JAKARTA - Menguatnya Rupiah terhadap Dolar Amerika Serikat (AS) memang membawa dampak negatif pada sebagian Industri, namun menjadi berkah industri manufaktur seperti automotif dan elektronik.
Deputi Bidang Koordinasi Industri dan Perdagangan Menko Perekonomian Edy Putra Irawady mengungkapkan, ada empat kuadran dalam industri dan dampak apresiasi rupiah akan berbeda antar kuadran.
Kuadran pertama, Edy menuturkan industri yang menggunakan rupiah sebagai alat pembayaran dan mendapatkan rupiah sebagai yang dibayarkan, karenannya apresiasi tidak akan memberikan dampak sekali.
Selanjutnya, Edy mengatakan terdapat industri yang menggunakan rupiah sebagai input dan dolar sebagai outputnya.
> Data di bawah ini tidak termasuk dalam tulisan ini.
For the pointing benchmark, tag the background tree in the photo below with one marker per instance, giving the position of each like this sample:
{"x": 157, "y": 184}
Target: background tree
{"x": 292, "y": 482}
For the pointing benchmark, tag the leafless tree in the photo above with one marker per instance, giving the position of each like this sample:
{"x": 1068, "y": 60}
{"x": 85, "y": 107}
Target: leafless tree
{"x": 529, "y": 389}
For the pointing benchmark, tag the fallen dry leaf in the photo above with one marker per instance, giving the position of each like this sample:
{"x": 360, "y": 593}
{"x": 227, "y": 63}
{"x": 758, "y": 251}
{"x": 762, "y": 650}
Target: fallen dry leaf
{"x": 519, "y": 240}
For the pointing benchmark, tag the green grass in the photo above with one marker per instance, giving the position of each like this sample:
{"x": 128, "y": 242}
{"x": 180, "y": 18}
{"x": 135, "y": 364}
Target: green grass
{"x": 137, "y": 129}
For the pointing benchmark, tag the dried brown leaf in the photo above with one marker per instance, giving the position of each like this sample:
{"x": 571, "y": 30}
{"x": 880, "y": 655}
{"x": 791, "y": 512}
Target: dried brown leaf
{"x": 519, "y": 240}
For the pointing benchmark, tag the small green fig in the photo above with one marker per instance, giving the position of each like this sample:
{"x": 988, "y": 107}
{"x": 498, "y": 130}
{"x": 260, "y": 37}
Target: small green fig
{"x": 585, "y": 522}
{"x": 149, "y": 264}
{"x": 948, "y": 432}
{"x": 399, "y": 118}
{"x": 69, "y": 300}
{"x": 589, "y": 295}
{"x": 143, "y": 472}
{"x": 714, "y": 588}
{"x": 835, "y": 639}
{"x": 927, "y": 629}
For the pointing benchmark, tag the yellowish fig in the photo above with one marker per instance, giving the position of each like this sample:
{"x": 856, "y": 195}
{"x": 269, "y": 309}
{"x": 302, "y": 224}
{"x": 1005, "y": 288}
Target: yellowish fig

Kuadran kedua, sambungnya, merupakan industri yang rentan akibat penguatan rupiah ini.
"Dia makannya rupiah dapatnya dolar AS. Semakin kuat rupiah itu kan semakin sulit diluar, seperti industri hilir kita masih lemah itu, kakao dan macam-macam lah," ujar Edy Putra di kantornya, Lapangan Banteng, Jakarta, akhir pekan kemarin.
Sedangkan untuk kuadran ketiga merupakan industri yang menggunakan dolar AS dan mendapatkan dolar AS juga sebagai outputnya, adapun industri yang termasuk dalam kuadran ketiga ini adalah industri trasitment.
"Kaya di Batam itu kan banyak perusahaan-perusahaan Jepang yang produksi di sana, bahan baku dia dolar dia dapatnya dolar lagi. Margin profitnya enggak berubah," tutur dia.
Terakhir, industri yang justru untung dengan adanya penguatan rupiah terhadap dolar AS adalah industri keempat. Adapun kuadran keempat, lanjutnya, menggunakan dolar AS sebagai input dan rupiah sebagai outputnya.
"Kalau dia yang di kuadran empat malah untung. (Seperti) manufaktur kaya automotif dan elektronik," urainya.
Berdasarkan data di statistik, Edy mengungkapkan, belum ada perlemahan yang berarti dalam kuadran kedua. Sama halnya dengan kuadran keempat yang belum terlalu terpengaruh. "Kalau kita lihat hasilnya sekarang ini 50-50 lah," tandasnya.